Green Olympics, not quite…

By Sabine Lobnig, Aug 11, 2008, 00:00 3 minute reading

Beijing has been praised to do more than its predecessor Athens in launching green policies for this year’s Olympics. However, major sponsors were criticized for missing this unique opportunity to leapfrog HFCs and directly switch to natural refrigerants, including hydrocarbons.

When last Friday the 29th Olympic Games were opened in Beijing, months-long discussions about smog, algae blooms and particulate-laden skies over China’s capital were forgotten for a while. In fact, both environmental groups and international bodies had to acknowledge that China had made major progress in improving air quality, introducing renewable energies and boosting emission standards: "Anybody who knows what the situation was like ten years ago in Beijing will clearly acknowledge that an enormous amount has been done,“ Achim Steiner, Executive Director of the United Nations Environment Programme (UNEP), said.

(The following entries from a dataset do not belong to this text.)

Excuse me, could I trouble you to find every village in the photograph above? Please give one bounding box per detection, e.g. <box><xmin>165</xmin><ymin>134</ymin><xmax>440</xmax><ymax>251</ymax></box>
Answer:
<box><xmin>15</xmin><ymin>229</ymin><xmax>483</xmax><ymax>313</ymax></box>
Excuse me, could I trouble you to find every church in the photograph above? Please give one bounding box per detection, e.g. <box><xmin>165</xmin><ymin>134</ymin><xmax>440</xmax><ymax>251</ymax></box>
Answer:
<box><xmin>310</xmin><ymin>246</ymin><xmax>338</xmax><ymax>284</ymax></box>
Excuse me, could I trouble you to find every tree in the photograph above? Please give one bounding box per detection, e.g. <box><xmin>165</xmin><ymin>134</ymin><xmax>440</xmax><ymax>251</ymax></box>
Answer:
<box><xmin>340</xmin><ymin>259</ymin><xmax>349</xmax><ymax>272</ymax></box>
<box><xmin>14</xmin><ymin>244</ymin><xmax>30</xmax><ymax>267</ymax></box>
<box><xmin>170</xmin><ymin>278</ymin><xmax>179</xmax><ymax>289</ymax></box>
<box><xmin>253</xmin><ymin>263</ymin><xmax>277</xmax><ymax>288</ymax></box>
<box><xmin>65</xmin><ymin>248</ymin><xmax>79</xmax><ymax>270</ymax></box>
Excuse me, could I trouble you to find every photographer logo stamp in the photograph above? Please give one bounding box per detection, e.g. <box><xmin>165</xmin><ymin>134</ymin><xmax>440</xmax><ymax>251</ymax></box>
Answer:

Major improvements in using sustainable transportation or clean energy sources at the Olympic sites could not, however, hide the fact that major Olympic suppliers of cooling and refrigeration equipment still used hydrofluorocarbons (HFCs) as an alternative to ozone-depleting substances, thereby clearly missing a unique opportunity to show true environmental leadership with natural refrigerants. This was highlighted in a Greenpeace report, issued some days before the opening, rating Olympic sponsors for their environmental performance in six key factors, among them refrigeration. The document, based on a comprehensive UNEP pre-Games environmental assessment, recognized Haier for being a key partner in spreading the “Greenfreeze” technology to China. Developed in the early 1990s, the hydrocarbon-based technology for domestic refrigerators has become a world standard. In China alone, 75% of the domestic refrigeration market uses HC refrigerators. Worldwide, there are more than 300 million Greenfreeze units.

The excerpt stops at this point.